On the Expressivity of Recurrent Neural Cascades with Identity
Nadezda Alexandrovna Knorozova, Alessandro Ronca
TL;DR
This paper characterizes the expressivity of Recurrent Neural Cascades in the presence of an identity element. Building on the known result that $RNC^{+}$ realises exactly the star-free regular languages, it shows that when an identity element is present, the expressivity remains within the star-free (aperiodic) regime, and it establishes a structural equivalence to cascades of three-state semiautomata. The core technical contribution is a lemma proving that any $RNC^{+}$ implementing a function with an identity element can be represented by a cascade of three-state automata, yielding a $3^n$ state bound and implying no greater succinctness than such cascades. Consequently, languages with an identity element recognised by $RNC^{+}$ are star-free regular, completing the expressivity characterization in the identity-enabled setting. These results offer theoretical guarantees for learning temporal patterns with $RNC^{+}$ and set the stage for exploring non-identity, negative-weight, or alternative-activation regimes.
Abstract
Recurrent Neural Cascades (RNC) are the class of recurrent neural networks with no cyclic dependencies among recurrent neurons. Their subclass RNC+ with positive recurrent weights has been shown to be closely connected to the star-free regular languages, which are the expressivity of many well-established temporal logics. The existing expressivity results show that the regular languages captured by RNC+ are the star-free ones, and they leave open the possibility that RNC+ may capture languages beyond regular. We exclude this possibility for languages that include an identity element, i.e., an input that can occur an arbitrary number of times without affecting the output.
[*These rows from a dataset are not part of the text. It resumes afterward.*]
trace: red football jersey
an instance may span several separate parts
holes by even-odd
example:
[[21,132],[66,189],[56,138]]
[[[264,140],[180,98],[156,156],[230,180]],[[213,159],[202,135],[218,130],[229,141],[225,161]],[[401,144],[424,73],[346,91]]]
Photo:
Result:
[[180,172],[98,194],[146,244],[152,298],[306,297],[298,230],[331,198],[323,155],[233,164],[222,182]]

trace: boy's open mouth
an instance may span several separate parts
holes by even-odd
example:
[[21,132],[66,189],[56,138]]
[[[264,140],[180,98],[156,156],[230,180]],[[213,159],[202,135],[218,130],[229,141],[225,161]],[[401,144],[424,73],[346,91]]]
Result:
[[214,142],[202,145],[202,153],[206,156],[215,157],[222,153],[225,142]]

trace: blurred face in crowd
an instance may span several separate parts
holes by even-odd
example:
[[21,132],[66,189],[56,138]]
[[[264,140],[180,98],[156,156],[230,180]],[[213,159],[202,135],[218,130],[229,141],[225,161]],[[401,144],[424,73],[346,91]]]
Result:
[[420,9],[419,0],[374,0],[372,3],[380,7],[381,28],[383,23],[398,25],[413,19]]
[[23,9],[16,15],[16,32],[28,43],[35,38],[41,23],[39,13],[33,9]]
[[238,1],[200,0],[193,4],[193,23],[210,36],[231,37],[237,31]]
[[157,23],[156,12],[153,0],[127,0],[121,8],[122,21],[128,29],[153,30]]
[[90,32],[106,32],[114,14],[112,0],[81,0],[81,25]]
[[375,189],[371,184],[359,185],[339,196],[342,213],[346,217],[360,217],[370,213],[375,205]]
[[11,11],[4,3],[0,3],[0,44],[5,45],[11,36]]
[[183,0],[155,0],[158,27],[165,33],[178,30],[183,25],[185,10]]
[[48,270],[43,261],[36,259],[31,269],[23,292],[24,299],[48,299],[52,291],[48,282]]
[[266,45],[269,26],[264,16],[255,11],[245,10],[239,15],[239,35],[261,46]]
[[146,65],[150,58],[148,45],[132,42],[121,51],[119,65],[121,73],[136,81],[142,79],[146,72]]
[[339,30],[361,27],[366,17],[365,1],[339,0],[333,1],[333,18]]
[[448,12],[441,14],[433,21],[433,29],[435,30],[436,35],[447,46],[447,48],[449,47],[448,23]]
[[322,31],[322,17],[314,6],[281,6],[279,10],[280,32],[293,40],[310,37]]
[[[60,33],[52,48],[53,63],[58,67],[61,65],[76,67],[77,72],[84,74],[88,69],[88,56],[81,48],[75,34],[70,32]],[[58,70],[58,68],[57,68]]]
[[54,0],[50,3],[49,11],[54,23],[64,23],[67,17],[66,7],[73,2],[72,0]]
Namely, in the presence of an identity element, we show that the languages captured by RNC+ are exactly the star-free regular languages. Identity elements are ubiquitous in temporal patterns, and hence our results apply to a large number of applications. The implications of our results go beyond expressivity. At their core, we establish a close structural correspondence between RNC+ and semiautomata cascades, showing that every neuron can be equivalently captured by a three-state semiautomaton. A notable consequence of this result is that RNC+ are no more succinct than cascades of three-state semiautomata.